You are superb
All'ultimo piano del palazzo d'ocra e di sogno dove s'allocava, tanti anni orsono, l'Istituto Mater Dei, che aveva gli occhi sulla timida salita di San Sebastianello c'era la stanza della direttrice, di nome Sister S.K. Era una donna alta e snella, dal volto rotondo e bianco, gli occhi di castagna dardeggiavano da sotto il reggivelo che era una striscetta bianca sulla quale si stendeva poi il velo scendente sugli omeri e quasi fino alla vita. Esser chiamate lì da lei, nell'empireo della scuola, voleva dire, al contrario, precipitare nell'abisso della paura. Toccò anche a me e che cosa mi capitò lo racconterò, ma non sino in fondo, qui sotto d'un rigo. Scendiamo tenendo il filo d'un palloncino rosa.
Parlava in inglese, sgridava in inglese. La mia colpa le uscì come uno sputo dalle labbra eleganti e sottili: "You are superb", disse. Mi colpirono quelle tre parolette come tre frecce dalla punta avvelenata e sentii in gola un pizzicore e poi gli occhi riempirsi di spume.
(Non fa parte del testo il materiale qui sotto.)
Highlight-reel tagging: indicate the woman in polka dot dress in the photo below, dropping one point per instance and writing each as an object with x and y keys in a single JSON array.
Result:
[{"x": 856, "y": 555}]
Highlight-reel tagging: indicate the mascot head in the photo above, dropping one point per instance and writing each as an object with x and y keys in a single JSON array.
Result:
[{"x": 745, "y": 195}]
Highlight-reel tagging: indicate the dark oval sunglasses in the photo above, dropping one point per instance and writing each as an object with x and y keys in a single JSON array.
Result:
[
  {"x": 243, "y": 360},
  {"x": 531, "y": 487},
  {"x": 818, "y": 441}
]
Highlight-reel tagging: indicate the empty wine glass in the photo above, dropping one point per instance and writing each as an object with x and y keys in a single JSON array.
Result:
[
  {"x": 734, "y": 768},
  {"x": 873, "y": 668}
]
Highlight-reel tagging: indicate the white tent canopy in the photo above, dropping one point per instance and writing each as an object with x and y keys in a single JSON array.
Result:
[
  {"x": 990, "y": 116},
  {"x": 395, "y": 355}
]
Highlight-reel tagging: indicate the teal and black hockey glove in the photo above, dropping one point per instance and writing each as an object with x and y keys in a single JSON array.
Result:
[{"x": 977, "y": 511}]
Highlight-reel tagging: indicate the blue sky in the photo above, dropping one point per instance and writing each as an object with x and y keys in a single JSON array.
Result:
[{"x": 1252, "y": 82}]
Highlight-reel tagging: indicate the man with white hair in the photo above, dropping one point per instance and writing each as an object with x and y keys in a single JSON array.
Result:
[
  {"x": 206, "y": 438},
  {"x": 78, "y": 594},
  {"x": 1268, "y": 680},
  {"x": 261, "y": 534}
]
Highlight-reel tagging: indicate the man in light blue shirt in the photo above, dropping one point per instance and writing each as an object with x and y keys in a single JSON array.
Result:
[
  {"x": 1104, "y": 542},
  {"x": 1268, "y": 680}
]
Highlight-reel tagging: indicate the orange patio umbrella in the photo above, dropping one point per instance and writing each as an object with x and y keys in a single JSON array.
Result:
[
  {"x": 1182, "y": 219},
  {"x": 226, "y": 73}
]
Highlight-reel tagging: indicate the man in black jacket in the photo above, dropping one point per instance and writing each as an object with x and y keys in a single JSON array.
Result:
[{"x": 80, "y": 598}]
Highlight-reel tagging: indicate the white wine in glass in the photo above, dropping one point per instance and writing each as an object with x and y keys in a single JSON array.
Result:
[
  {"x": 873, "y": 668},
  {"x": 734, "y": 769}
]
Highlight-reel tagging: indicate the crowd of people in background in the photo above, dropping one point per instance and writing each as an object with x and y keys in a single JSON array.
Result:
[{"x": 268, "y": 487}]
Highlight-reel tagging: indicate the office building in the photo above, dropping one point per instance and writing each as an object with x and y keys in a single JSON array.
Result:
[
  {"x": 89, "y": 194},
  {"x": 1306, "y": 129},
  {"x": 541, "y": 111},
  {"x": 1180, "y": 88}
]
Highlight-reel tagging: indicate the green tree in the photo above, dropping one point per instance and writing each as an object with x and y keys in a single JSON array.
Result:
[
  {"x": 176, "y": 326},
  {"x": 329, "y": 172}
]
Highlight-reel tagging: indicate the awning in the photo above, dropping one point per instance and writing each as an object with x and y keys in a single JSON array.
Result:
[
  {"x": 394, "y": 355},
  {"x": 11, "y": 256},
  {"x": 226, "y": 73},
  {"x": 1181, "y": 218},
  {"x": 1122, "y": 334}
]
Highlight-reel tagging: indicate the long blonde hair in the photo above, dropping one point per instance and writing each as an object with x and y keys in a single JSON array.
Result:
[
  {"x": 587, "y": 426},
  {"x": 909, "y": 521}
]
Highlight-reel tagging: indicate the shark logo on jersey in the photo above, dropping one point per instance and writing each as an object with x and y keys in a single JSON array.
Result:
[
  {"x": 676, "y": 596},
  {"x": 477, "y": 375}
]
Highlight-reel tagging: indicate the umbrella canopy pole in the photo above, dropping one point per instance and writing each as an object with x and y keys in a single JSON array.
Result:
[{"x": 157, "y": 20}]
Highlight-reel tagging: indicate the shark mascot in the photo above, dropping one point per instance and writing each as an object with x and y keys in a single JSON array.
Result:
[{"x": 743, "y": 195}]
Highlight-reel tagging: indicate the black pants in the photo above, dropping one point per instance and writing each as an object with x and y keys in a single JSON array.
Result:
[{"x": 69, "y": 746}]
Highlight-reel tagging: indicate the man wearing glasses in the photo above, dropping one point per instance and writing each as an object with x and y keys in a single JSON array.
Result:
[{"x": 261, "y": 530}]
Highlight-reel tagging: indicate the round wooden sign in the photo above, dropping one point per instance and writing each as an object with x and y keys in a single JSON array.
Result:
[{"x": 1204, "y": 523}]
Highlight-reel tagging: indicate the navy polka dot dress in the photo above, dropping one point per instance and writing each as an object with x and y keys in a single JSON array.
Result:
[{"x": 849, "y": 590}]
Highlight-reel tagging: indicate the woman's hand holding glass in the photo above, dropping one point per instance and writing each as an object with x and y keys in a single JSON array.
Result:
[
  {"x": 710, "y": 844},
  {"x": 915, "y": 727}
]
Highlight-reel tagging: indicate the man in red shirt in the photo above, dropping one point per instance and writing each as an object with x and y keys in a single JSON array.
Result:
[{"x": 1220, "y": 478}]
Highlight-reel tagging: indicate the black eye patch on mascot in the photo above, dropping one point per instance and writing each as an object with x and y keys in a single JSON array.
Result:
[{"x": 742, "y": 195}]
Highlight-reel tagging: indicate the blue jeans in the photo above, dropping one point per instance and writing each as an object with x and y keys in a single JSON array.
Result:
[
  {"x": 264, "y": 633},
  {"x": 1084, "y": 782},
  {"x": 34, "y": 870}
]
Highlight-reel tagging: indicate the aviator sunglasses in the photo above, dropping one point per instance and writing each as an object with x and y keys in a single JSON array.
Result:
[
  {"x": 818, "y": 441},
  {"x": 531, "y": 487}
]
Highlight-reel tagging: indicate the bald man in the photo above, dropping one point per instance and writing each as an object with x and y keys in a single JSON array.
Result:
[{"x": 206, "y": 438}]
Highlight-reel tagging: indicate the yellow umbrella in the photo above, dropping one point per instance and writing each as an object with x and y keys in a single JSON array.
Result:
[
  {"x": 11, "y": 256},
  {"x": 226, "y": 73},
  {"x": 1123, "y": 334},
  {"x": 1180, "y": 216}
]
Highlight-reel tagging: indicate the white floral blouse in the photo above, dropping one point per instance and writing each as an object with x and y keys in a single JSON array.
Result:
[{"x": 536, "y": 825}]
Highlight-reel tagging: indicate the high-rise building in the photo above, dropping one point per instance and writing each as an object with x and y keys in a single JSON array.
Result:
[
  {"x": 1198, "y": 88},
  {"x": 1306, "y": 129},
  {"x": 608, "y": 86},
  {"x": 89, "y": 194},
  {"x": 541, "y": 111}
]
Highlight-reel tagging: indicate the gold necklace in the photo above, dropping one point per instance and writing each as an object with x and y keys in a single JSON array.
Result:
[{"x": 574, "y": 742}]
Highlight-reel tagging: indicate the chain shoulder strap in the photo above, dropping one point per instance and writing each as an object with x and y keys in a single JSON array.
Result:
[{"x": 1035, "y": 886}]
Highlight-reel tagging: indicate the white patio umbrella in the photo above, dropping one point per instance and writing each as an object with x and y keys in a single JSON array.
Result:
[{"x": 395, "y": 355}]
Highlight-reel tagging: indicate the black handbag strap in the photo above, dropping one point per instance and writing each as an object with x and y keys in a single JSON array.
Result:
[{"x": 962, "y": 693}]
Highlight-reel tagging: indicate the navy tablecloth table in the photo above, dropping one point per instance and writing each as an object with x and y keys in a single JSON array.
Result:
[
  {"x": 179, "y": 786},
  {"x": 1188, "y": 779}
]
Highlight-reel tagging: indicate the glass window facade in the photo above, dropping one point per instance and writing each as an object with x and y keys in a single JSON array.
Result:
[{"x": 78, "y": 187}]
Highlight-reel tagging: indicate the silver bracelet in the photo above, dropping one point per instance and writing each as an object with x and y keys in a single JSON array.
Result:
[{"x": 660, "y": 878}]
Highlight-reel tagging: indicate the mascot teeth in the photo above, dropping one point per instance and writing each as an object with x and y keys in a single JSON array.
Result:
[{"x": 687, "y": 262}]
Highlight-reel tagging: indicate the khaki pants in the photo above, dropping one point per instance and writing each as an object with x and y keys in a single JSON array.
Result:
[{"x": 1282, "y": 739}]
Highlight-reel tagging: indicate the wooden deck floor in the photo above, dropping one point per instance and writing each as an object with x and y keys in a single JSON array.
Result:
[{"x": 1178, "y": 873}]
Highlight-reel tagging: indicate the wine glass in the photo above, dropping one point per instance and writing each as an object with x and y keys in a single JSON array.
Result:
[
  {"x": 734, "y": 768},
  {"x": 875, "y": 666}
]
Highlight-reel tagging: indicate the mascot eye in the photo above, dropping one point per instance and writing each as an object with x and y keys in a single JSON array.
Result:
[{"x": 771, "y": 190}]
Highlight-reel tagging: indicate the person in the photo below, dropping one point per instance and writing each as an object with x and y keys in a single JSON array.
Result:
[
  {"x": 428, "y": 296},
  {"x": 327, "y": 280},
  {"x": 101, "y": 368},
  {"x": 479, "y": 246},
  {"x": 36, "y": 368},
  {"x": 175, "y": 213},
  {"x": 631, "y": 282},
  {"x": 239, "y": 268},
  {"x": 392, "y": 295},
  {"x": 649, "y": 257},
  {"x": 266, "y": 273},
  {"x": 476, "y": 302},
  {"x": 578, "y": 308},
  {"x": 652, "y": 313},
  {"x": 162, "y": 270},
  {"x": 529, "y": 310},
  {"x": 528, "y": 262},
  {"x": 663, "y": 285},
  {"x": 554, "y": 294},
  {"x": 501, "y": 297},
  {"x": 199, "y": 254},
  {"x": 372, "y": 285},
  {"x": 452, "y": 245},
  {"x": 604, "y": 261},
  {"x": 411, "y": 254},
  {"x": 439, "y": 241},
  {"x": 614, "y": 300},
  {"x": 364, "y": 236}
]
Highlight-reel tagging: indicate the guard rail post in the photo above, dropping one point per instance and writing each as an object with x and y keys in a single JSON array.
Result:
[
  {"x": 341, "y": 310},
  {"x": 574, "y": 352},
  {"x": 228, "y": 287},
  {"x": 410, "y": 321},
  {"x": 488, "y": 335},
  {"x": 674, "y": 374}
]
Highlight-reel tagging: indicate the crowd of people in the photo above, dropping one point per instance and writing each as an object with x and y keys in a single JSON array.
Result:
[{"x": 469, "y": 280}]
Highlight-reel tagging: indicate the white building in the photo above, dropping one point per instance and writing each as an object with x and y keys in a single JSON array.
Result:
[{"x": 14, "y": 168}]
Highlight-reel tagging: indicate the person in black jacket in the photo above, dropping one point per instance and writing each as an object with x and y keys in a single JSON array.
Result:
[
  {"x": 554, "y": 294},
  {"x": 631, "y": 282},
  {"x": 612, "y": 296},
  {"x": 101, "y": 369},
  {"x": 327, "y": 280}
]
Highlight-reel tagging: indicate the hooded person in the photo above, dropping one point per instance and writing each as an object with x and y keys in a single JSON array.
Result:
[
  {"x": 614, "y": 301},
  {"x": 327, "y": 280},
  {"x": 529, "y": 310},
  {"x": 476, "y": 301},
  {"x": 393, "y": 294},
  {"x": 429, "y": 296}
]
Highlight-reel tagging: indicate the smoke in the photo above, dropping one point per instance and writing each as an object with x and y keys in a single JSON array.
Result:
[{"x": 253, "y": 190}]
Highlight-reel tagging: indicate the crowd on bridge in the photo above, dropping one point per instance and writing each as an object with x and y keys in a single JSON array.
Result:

Due lacrime mi scesero sulle guance mentre lei mi intimava di andar via, di raggiungere le compagne e di cambiare.
Mi alzai, scesi a precipizio le scale, entrai in classe, ingoiai il pianto per non finir zimbello di certe compagnette che ancora oggi, mamme e nonne, pungono. Passarono le ore, suonò la campanella, eccomi di corsa a siluro entrare in casa: "Mamma - voce con nodo in gola - che cosa vuole dire superb?"